Daily Archive for Tuesday, May 14th, 2013

Von der faktischen Abschaffung des Asylrechts über die Drittstaatenlösung zu Dublin II – No-Border-Bewegungen in Europa

Info-/ Diskussions- und Soliveranstaltung mit Vokü und Cocktails für No-Border-Bewegungen

Im Rahmen der antirassistischen Aktionstage in Leipzig (11.05.- 18.05.) in Zusammenarbeit mit “Rassismus tötet!” Leipzig (mehr Infos zur Aktionswoche) wollen wir über aktuelle No-Border-Bewegungen in Europa informieren und diskutieren.

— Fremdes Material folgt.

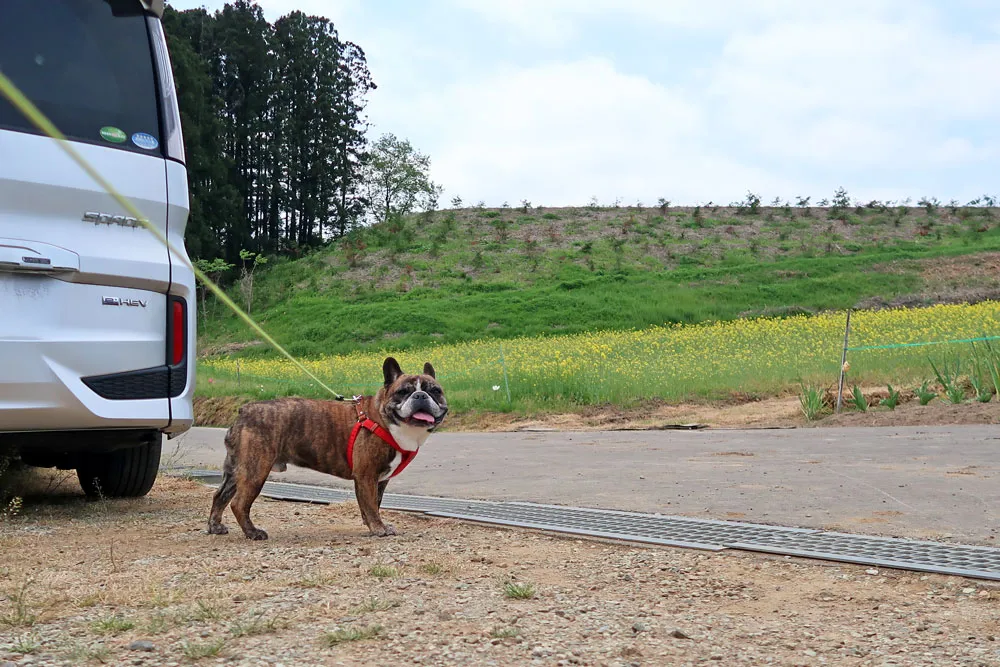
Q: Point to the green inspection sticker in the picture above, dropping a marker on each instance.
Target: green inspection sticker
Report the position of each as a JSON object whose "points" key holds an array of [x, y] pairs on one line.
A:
{"points": [[113, 134]]}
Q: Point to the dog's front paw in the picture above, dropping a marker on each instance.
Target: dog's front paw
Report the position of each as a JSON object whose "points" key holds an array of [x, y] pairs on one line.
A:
{"points": [[383, 531], [217, 529]]}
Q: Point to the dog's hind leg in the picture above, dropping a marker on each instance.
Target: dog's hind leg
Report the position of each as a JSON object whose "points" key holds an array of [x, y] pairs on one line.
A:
{"points": [[225, 493], [366, 491], [250, 478]]}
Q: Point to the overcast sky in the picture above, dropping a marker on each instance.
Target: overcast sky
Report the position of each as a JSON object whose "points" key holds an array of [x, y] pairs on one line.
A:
{"points": [[558, 101]]}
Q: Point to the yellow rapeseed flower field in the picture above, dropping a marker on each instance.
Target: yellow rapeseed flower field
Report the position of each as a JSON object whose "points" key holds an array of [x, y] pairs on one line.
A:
{"points": [[670, 362]]}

Wir wollen hierbei den Bogen schlagen von der faktischen Abschaffung des Grundrechts auf Asyl in der BRD 1993, die in den Aktionstagen thematisiert wird, zu der Europäisierung dieser restriktiven Asylpolitik. Als Reaktion darauf hat sich auch der Widerstand gegen diese in den letzten Jahren zunehmend transnationalisiert.

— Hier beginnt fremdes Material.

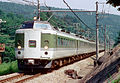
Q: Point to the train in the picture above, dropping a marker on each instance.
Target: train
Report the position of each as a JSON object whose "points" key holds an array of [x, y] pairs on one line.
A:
{"points": [[39, 45]]}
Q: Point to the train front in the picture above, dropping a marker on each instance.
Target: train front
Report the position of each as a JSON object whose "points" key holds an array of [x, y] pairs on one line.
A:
{"points": [[30, 53]]}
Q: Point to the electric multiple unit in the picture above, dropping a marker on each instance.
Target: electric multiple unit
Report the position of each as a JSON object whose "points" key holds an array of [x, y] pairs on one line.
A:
{"points": [[38, 44]]}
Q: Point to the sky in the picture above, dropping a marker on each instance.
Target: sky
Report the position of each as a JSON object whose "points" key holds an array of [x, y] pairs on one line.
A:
{"points": [[83, 4], [78, 4]]}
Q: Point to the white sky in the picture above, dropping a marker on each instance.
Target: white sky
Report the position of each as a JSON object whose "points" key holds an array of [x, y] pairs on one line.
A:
{"points": [[78, 4], [82, 4]]}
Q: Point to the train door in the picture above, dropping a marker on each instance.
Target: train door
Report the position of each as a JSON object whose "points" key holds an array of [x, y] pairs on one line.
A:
{"points": [[77, 47], [32, 44]]}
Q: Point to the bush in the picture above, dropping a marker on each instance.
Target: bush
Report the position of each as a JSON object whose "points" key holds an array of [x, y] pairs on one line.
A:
{"points": [[6, 68]]}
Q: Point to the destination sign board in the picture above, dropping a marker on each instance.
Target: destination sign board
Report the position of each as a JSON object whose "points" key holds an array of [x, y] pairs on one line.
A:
{"points": [[2, 47]]}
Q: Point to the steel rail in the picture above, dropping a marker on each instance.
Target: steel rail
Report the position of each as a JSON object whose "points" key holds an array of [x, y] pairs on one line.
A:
{"points": [[29, 78], [10, 78]]}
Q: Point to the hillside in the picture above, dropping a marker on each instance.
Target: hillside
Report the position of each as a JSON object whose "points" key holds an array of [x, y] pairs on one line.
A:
{"points": [[88, 18]]}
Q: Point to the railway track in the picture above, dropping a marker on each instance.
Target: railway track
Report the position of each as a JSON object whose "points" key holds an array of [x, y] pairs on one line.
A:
{"points": [[11, 78], [19, 78]]}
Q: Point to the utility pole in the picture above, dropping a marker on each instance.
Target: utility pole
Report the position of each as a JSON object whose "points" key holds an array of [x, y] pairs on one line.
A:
{"points": [[97, 32], [38, 10], [105, 39]]}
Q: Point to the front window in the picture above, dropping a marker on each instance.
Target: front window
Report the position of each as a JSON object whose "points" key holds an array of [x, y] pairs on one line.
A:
{"points": [[32, 43], [27, 25]]}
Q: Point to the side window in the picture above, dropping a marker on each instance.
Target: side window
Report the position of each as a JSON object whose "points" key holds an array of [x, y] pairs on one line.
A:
{"points": [[32, 43], [58, 42]]}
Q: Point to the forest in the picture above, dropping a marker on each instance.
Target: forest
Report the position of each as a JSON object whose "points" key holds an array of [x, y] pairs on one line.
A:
{"points": [[15, 14]]}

Mit der Änderung des Grundgesetzes in der BRD kam es zur Einführung der sogenannten Drittstaatenlösung und später mit den Dublin-Abkommen zur Erweiterung dieser Grenzpolitik auf europäischer Ebene. Doch diese rassistische, restriktive Grenzpolitik hat nicht nur schwerwiegende Folgen für Migrant*innen an den EU-Außen- und Schengenraumgrenzen. Migrant*innen reagieren auf diese mit neuen Wegen, Lösungen und vor allem einer transnational vernetzten Widerstandsbewegung. Widerstand von Migrant*innen und solidarischen Unterstützer*innen gegen das europäische Grenzregime ereignet sich nicht nur an den Grenzen der “Festung”, sondern auch in den Zentren Europas. Wie diese No-Border-Bewegungen aussehen können und welche Perspektiven diese in Transit- und Ankunftsländern (wie der BRD) haben können, wollen wir mit euch diskutieren.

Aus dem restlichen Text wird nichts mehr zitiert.